Headquartered in Stavanger, Norway, Apply Sørco has its background in multidiscipline engineering, offshore construction and contracting, focusing on upgrading the performance of on- and offshore oil and gas facilities.

Following an efficient and on-time 13-month implementation project, IFS Applications has been deployed for some 900 users in Apply Sørco, with projects being managed worldwide. The IFS solution has replaced a large number of standalone legacy systems to offer integrated, real-time control of processes such as engineering, construction, project management, supply chain, HSEQ, financials and HR.

The solution has also enabled enhanced resource management, ensuring smooth deployment of engineering services and delivery of systems to customer sites all over the world without increasing the back-office headcount.

“The implementation is a strategic initiative to ensure more efficient project execution throughout our value chain,” Apply Sørco Senior Vice President Tove Tyberø said. 

Apply Sørco focuses its activities on upgrading performance of oil and gas facilities offshore and onshore. With some 1,600 employees, Apply has subsidiaries in three business areas: upstream facilities, living quarters & helidecks and rig & modules.

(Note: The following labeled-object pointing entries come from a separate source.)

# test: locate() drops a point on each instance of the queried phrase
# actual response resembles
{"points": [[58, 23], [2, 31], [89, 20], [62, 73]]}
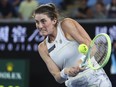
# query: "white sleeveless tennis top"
{"points": [[62, 51]]}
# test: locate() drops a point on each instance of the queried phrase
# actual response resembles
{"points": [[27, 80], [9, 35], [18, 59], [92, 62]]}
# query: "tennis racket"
{"points": [[98, 52]]}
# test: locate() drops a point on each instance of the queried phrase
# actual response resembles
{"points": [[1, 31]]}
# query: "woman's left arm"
{"points": [[74, 31]]}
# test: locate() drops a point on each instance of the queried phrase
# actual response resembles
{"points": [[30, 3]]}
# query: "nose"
{"points": [[39, 25]]}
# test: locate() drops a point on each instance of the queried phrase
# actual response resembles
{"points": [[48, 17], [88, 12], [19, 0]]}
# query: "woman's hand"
{"points": [[73, 71]]}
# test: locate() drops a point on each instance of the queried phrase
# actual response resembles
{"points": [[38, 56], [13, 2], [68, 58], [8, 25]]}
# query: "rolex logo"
{"points": [[9, 67]]}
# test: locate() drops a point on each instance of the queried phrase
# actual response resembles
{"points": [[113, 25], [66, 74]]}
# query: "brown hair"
{"points": [[48, 9]]}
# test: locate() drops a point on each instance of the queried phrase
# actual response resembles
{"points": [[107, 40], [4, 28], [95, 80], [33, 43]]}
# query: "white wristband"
{"points": [[63, 75]]}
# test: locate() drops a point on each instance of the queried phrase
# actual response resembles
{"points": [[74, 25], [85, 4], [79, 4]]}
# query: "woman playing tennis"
{"points": [[59, 49]]}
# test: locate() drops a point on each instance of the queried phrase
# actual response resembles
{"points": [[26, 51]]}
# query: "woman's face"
{"points": [[44, 24]]}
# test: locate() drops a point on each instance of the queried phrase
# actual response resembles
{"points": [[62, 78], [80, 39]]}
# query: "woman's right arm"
{"points": [[52, 67]]}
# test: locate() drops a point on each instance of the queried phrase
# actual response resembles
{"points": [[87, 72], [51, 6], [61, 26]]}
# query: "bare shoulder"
{"points": [[42, 47]]}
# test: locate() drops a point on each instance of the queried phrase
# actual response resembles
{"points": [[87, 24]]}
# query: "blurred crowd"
{"points": [[77, 9]]}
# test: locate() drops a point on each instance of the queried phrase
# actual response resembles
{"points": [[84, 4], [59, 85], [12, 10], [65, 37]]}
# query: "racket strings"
{"points": [[101, 50]]}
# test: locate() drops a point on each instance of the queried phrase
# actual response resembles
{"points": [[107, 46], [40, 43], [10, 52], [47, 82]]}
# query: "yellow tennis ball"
{"points": [[83, 48]]}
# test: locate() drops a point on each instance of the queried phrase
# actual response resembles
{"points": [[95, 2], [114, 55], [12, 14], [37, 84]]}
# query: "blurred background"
{"points": [[20, 63]]}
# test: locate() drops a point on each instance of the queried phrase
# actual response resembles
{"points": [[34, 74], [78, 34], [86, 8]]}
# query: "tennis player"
{"points": [[59, 49]]}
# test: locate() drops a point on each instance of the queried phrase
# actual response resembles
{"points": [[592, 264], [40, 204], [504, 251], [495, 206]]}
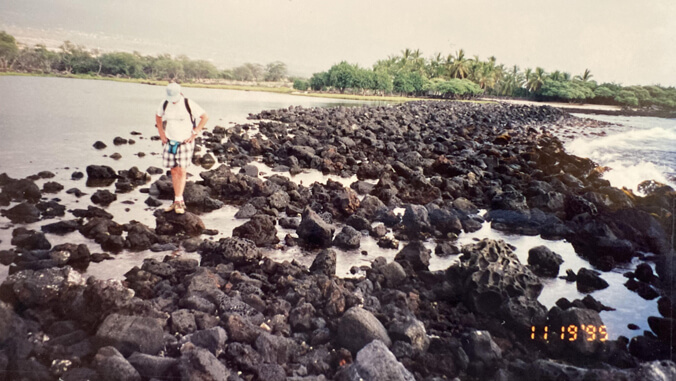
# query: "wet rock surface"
{"points": [[240, 315]]}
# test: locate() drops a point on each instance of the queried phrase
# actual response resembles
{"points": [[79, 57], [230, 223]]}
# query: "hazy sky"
{"points": [[624, 41]]}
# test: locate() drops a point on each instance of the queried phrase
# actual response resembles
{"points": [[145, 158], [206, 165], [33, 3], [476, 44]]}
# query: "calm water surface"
{"points": [[51, 124]]}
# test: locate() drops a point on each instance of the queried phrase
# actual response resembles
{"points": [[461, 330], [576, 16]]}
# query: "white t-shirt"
{"points": [[179, 126]]}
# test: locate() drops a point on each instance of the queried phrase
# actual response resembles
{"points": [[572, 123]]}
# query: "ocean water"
{"points": [[634, 148], [51, 123]]}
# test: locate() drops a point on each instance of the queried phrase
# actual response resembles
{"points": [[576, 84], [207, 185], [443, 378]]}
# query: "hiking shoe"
{"points": [[180, 207], [171, 207]]}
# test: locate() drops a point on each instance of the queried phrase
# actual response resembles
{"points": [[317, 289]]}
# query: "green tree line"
{"points": [[76, 59], [458, 76]]}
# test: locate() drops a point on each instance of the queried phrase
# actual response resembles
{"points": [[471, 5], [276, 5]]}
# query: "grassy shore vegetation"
{"points": [[457, 76], [396, 78]]}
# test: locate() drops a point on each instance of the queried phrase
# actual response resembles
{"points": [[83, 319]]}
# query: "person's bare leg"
{"points": [[178, 180]]}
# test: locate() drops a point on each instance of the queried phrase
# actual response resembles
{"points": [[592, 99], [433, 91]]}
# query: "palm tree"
{"points": [[511, 81], [556, 76], [586, 76], [436, 67], [537, 79], [460, 66]]}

IFS develops and delivers business software for enterprise resource planning (ERP), enterprise asset management (EAM) and enterprise service management (ESM). IFS is a public company founded in 1983 and has over 2,600 employees. IFS supports more than 2,200 customers worldwide from local offices and through partners in more than 60 countries.

Metal powders for additive manufacturing

Toolcraft of Georgensgmund, Germany is a specialist manufacturer of high-end precision metal parts and components. It has turned to LPW Technology to source optimized, competitively priced powders for exacting additive manufacturing (AM) applications. Toolcraft manufactures micro-components used in biomedical, defense and other industries.

Christoph Hauck, managing director of Toolcraft says LPW is able to analyze powders under the conditions needed to provide relevant data for additive manufacturing, to use these data to help us identify an optimized powder for a specific additive manufacturing application. 

Additive manufacturing (AM) is a highly efficient metal manufacturing technique. It involves ‘printing,’ often intricate components, by building up powder layers, which are then melted or sintered together. The properties of the metal powders used directly impact the efficiency of additive-manufacturing processes and, crucially, the mechanical properties of the finished component.

Toolcraft delivers a comprehensive manufacturing service that includes 3-D printing, wire cutting, machining and non-invasive quality assurance testing. Many of the company’s customers are in the medical technology and aerospace sectors, which require the use of certified materials. For applications in these industries, a secure supply of certified powders and the ability to produce components to extremely precise specifications are key.